The TCP/IP stack is similar to the OSI model, in that it consists of a stack of protocols which communicate with each other. The TCP protocol is operates at the transpot level of both the OSI model and the TCP/IP stack. Transport level protocols, such as TCP, are responsible for breaking data streams into packets, checking the reliablity of the connection, retransmitting packets if they don't arrive, and reassembling the packets back into a data stream.

TCP is a connection-oriented protocol. A related connectionless protocol is UDP. Under TCP, a small number of packets are transmitted. The source computer waits for an acknowledgement from the destination computer before sending anything more. UDP just blasts packets out. TCP is used for almost all traffic, since in most traffic, it is considered a bad thing for data to go missing in the middle. UDP is used for very small files (such as with TFTP) were the entire file can be retransmitted in case of data loss, or applications such as streaming audio or video where latency is more of an issue than data quality.

TCP (and UDP) allow for ports which allows data for different applications that are running on the same computer to get where they need to go. An application "listens" for data on a particular port. For example, if you have two browser session and a mail client open then data packets for all three of them will be arriving at the same network interface. The TCP protocol ensures that the packets get marshaled to the correct destination. Normally this is done by the TCP protocol, which is a connection-oriented protocol.
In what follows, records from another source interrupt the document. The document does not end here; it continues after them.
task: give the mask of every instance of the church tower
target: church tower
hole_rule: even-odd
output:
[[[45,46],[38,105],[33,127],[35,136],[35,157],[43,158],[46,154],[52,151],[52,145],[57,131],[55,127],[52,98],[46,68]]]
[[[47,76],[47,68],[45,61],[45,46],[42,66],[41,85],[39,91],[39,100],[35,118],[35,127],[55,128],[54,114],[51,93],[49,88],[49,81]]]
There is also a connectionless protocol that may be used on IP which is known as UDP. As in nearly all network traffic is handled by TCP, the name for this type of networking in general is normally referred to as TCP/IP irrespective of the fact that UDP/IP is sometimes used.

The IP, TCP and UDP levels only determine how data gets from A to B. A and B are correctly referred to as endpoints, but more commonly referred to as sockets which is the name programmers give to the interfaces they normally use to create and access these endpoints.

The content of these data packets is defined further by service protocols, such as www and ftp.